Argumentaire

This page is available in english.

Du web sémantique au web herméneutique


Avec le world wide web, a émergé il y a 22 ans ce qui apparaît désormais constituer la société réticulaire, que bouleverse l’économie des data, au plus grand bénéfice de groupes devenus planétaires en moins de dix ans au détriment des économies et des sociétés européennes : celles-ci n’ont pas su élaborer de politiques industrielles à la hauteur des enjeux, ni aux niveaux nationaux, ni au niveau de l’Union Européenne

Bien que le web ait été inventé par le CERN, c’est en Amérique du Nord que les conséquences en ont été tirées, et c’est sous l’influence des boucles de rétroactions qui étaient favorables à ses modèles d’affaires que le web a évolué – en un sens qui l’a profondément dénaturé, au point d’en faire un instrument d’hypercontrôle et d’imposition d’une gouvernance purement computationnelle de toutes choses.

Au printemps 2014, dans le sillage des effets provoqués par les révélations d’Edward Snowden, Tim Berners Lee et le W3C lançaient l’initiative « The Web We Want ». C’est dans la suite de cette démarche que l’IRI a proposé à ses partenaires (Cap digital, France Télévisions, Strate Ecole de Design, Institut Mines-Télécom, W3C) de consacrer la neuvième édition des Entretiens du nouveau monde industriel à l’hypothèse d’une refondation et d’une réinvention du World Wide Web, et sous le titre « La toile que nous voulons » – une toile que l’on perçoit désormais aussi bien comme le dispositif de capture de l’araignée que comme l’écran de projection d’un avenir meilleur.

*

Depuis son origine, et sous la pression d’un secteur économique désormais hégémonique, le Web est devenu de plus en plus computationnel, privilégiant à outrance l’automatisation mise au service de modèles économiques devenus la plupart du temps ravageurs pour les structures sociales, et affaiblissant toujours plus gravement les conditions d’une pratique réflexive, délibérative et donc consciente de l’instrumentalité numérique réticulée – sans parler des aspects révélés par Edward Snowden.

Cette question constitue un triple enjeu : économique, politique (c’est-à-dire aussi militaire) et épistémologique.
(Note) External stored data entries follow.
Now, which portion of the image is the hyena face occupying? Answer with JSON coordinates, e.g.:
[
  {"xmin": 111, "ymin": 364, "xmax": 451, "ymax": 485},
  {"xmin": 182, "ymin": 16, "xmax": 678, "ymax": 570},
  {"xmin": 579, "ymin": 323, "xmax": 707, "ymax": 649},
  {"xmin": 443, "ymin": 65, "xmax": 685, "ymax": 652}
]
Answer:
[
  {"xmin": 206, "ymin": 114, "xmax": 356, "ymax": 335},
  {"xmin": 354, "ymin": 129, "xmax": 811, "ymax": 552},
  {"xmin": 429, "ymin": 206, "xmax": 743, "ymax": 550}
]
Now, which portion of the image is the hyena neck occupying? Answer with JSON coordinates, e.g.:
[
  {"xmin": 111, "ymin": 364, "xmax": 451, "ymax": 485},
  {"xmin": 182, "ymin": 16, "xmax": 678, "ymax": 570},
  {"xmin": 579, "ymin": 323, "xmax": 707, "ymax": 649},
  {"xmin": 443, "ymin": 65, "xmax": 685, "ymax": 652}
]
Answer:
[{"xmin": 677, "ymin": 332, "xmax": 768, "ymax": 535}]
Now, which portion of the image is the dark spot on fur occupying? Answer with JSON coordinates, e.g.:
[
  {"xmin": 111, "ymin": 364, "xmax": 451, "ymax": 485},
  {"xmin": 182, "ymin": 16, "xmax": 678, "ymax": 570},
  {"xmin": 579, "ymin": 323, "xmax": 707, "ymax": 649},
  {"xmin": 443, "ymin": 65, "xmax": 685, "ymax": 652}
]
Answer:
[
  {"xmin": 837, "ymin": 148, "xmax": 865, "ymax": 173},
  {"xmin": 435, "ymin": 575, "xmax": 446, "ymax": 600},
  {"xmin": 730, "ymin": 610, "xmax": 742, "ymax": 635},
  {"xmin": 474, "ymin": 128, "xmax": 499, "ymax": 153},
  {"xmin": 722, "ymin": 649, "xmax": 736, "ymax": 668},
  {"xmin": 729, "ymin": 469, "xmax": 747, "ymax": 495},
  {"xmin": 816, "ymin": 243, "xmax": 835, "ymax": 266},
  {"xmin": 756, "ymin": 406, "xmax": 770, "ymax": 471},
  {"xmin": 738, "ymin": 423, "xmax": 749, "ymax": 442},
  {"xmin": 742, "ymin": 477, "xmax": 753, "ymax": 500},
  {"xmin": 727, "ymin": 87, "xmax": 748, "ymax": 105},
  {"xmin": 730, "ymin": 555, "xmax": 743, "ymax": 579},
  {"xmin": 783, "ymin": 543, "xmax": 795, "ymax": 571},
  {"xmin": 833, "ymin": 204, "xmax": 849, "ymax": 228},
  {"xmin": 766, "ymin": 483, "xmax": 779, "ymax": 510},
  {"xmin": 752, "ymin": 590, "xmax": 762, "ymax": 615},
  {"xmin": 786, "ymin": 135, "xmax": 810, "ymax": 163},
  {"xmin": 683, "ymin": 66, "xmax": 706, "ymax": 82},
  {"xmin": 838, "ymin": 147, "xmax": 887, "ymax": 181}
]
Lorsque Chris Anderson lançait en 2008 le débat sur les enjeux des big data que l’on nommait alors le data deluge, il clamait la « fin de la théorie ». Ce point de vue sans aucun doute vrai en fait dans certains domaines est aussi indubitablement faux en droit – et dans cette différence entre le fait et le droit se tient la question que nous posions dans les Entretiens du nouveau monde industriel 2014 sous le titre « La vérité du numérique » – la fin de la théorie, c’est la clôture automatique et entropique des savoirs – c’est à dire leur anéantissement statistique.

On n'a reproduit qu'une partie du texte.